Dataset Splits No For i LIDS-VID and PRID2011 datasets, we follow the implementation in previous works (Wang et al. 2014) and randomly split the datasets into 50% of persons for training and 50 % of persons for testing. The MARS dataset provides fixed training and testing sets, which contain predefined 8298 sequences of 625 persons for training and 12180 sequences of 636 persons for testing, including 3248 low-quality sequences in the gallery set. The paper specifies training and testing splits, but does not explicitly mention a separate validation split.
Hardware Specification No The paper does not provide specific hardware details such as GPU or CPU models, or any other computer specifications used for running its experiments.

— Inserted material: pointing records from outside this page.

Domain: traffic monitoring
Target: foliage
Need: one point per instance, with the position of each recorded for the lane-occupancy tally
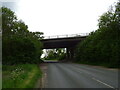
(102, 46)
(55, 54)
(20, 76)
(19, 44)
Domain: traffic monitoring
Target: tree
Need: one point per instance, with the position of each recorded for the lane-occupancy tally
(102, 46)
(19, 45)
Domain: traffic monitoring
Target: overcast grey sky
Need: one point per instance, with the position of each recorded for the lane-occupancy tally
(57, 17)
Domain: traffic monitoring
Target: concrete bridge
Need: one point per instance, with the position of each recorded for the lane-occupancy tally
(64, 41)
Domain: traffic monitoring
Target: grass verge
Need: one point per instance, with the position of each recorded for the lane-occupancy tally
(108, 65)
(20, 76)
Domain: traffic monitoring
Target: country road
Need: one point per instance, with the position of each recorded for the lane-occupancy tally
(69, 75)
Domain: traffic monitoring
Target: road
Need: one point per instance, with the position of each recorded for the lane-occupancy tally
(70, 75)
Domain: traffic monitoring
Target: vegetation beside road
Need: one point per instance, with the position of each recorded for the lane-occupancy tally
(21, 51)
(20, 76)
(19, 44)
(55, 54)
(102, 47)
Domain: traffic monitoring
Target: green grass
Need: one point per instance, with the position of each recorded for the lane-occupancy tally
(108, 65)
(20, 76)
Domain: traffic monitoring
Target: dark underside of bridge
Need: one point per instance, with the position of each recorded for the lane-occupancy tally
(68, 43)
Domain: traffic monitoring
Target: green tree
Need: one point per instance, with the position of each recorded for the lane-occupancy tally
(19, 45)
(102, 46)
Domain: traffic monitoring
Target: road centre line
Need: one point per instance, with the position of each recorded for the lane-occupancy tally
(103, 83)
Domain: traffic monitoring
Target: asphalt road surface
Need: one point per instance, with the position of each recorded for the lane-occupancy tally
(69, 75)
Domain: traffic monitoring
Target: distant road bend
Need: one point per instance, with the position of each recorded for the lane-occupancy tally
(69, 75)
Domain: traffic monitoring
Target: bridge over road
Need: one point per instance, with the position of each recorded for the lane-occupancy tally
(64, 41)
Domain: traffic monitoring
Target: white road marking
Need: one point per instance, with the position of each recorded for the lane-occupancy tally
(103, 83)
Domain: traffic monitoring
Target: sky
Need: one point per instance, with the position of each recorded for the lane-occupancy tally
(60, 17)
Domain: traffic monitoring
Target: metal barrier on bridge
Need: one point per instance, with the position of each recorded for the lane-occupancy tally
(66, 36)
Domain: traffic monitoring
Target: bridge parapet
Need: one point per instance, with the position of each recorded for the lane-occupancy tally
(66, 36)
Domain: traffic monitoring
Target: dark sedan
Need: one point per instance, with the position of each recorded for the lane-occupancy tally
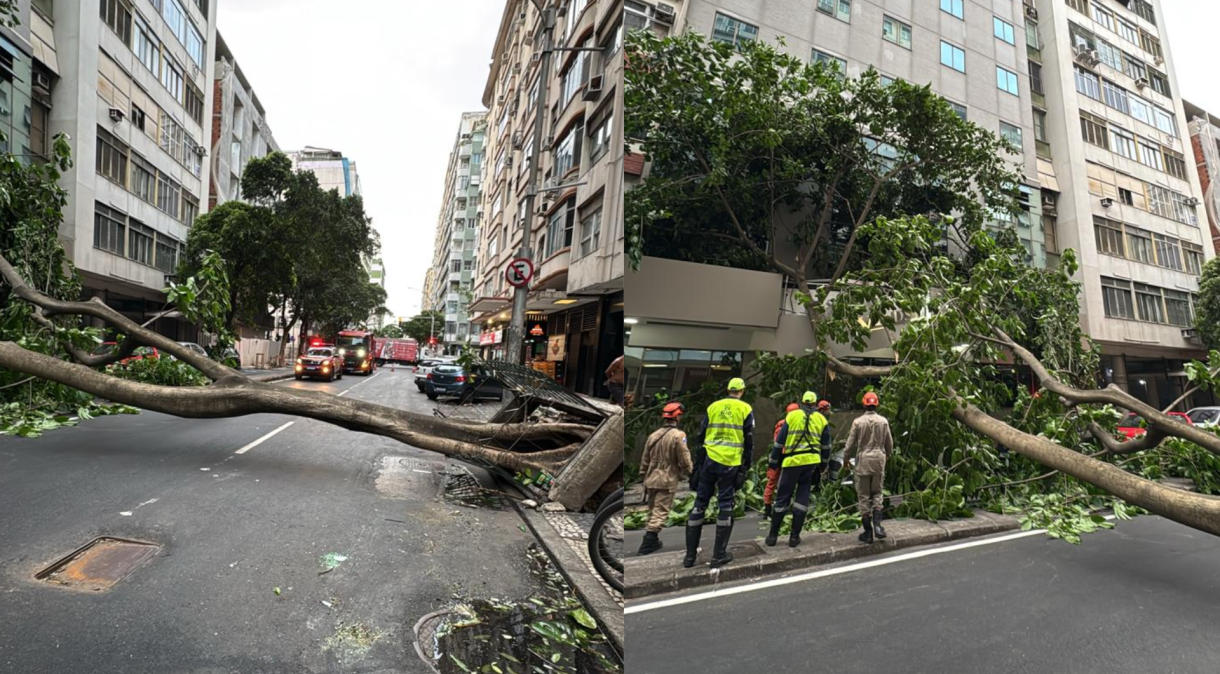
(454, 381)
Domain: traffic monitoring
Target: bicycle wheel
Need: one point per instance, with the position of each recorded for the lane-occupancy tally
(605, 542)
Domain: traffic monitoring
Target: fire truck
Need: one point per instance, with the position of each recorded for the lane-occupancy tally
(356, 348)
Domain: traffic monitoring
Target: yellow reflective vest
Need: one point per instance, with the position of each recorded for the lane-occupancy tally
(725, 440)
(803, 443)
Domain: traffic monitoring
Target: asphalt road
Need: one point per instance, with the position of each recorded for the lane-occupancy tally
(234, 526)
(1140, 598)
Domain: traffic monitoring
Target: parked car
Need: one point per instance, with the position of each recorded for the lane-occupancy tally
(320, 363)
(448, 380)
(1131, 424)
(1204, 416)
(140, 353)
(425, 368)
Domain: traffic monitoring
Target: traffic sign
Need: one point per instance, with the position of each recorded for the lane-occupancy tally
(519, 272)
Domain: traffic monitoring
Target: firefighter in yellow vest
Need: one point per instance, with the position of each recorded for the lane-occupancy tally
(799, 446)
(728, 447)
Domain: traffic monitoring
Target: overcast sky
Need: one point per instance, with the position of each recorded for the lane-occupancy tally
(386, 83)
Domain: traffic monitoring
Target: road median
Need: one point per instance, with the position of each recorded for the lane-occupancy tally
(663, 572)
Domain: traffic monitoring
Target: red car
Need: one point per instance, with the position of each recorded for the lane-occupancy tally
(1130, 424)
(140, 353)
(320, 363)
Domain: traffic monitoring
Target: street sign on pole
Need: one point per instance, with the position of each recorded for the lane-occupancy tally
(519, 272)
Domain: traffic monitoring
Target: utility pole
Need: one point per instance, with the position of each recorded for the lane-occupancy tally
(521, 294)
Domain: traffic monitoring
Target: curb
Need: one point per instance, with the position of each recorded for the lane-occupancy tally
(604, 609)
(663, 572)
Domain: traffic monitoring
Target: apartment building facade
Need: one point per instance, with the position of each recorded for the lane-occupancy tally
(576, 230)
(1025, 70)
(132, 93)
(455, 257)
(239, 128)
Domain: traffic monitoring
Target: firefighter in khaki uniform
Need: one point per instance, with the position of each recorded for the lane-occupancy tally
(870, 434)
(798, 451)
(666, 462)
(728, 446)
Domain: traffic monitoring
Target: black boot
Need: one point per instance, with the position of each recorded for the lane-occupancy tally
(798, 523)
(693, 535)
(652, 543)
(776, 524)
(720, 554)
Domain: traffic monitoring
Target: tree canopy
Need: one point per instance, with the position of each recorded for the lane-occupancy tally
(874, 200)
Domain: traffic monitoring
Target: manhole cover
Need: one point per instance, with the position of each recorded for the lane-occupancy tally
(99, 564)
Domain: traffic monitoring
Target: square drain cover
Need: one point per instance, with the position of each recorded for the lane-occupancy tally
(99, 564)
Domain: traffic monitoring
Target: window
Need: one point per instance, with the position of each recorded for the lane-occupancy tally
(1165, 121)
(1087, 84)
(838, 9)
(167, 194)
(591, 232)
(1129, 32)
(567, 152)
(1103, 16)
(111, 158)
(731, 31)
(1169, 252)
(1140, 246)
(830, 61)
(171, 76)
(1175, 164)
(143, 178)
(600, 134)
(1140, 109)
(1149, 155)
(1003, 29)
(1010, 133)
(147, 47)
(1123, 143)
(166, 253)
(194, 104)
(952, 56)
(1177, 308)
(1116, 298)
(1148, 305)
(1094, 131)
(1115, 97)
(1193, 255)
(139, 243)
(897, 32)
(559, 230)
(117, 15)
(195, 45)
(1109, 237)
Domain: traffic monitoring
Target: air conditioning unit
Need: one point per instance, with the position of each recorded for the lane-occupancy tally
(593, 89)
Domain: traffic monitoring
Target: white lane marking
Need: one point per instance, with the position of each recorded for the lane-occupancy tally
(825, 573)
(264, 438)
(345, 391)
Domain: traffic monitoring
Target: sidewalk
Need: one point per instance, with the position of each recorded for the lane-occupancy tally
(663, 572)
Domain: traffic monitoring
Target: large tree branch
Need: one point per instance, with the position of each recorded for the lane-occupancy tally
(514, 446)
(50, 307)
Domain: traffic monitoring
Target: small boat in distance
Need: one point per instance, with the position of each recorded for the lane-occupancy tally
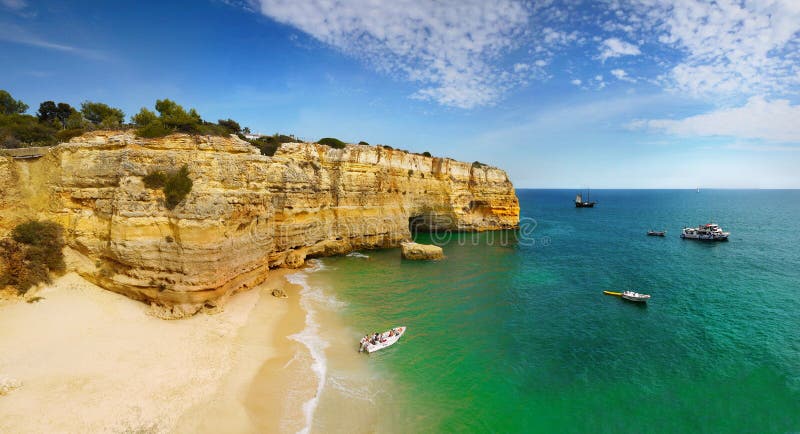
(630, 296)
(635, 296)
(376, 342)
(707, 232)
(580, 203)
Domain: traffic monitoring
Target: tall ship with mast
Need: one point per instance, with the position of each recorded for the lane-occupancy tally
(707, 232)
(580, 203)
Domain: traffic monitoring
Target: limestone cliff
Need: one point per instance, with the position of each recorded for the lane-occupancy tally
(246, 212)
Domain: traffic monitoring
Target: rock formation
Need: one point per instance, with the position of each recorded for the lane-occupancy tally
(418, 252)
(246, 212)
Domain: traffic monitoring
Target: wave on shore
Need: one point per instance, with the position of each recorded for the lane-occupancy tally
(311, 299)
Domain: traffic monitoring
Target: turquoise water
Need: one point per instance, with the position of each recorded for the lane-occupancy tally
(514, 334)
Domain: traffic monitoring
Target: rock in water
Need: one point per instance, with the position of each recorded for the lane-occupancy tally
(417, 252)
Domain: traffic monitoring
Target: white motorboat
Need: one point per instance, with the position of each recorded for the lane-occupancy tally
(635, 296)
(371, 344)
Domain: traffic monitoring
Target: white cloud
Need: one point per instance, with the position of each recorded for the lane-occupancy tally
(620, 74)
(728, 46)
(19, 35)
(613, 47)
(15, 5)
(775, 121)
(446, 46)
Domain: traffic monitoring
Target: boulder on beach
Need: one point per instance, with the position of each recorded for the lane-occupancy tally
(417, 252)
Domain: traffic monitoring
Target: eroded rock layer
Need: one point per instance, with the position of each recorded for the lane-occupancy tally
(246, 212)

Software Dependencies No The paper does not provide specific ancillary software details with version numbers (e.g., library names with versions like Python 3.8, PyTorch 1.9) needed to replicate the experiment.
Experiment Setup Yes The input size of each frame is set as 256 128 pixels, randomly cropped from a scaled image whose size is enlarged by 1/8. We then apply the image-level augmentation to the whole sequence, including mirroring, normalization and randomly erasing (Zhong et al. 2017b). In order to train hard mining triplet loss, 16 identities with 4 tracklets each person are taken in a minibatch so that the mini-batch size is 64. The number of spatial regions Ns in the local branch is set to 4. For better optimization of our model, we recommend to set the margin parameter in triplet loss to 0.5 and set the coefficient associated with center loss to 5e-4. For network parameter training, we adopt Adam with a weight decay of 0.0005. The model is trained for 300 epochs in total, starting with a learning rate of 0.03 for parameters in the center loss and 0.0003 for others. The learning rate is reduced ten times after every 100 epochs.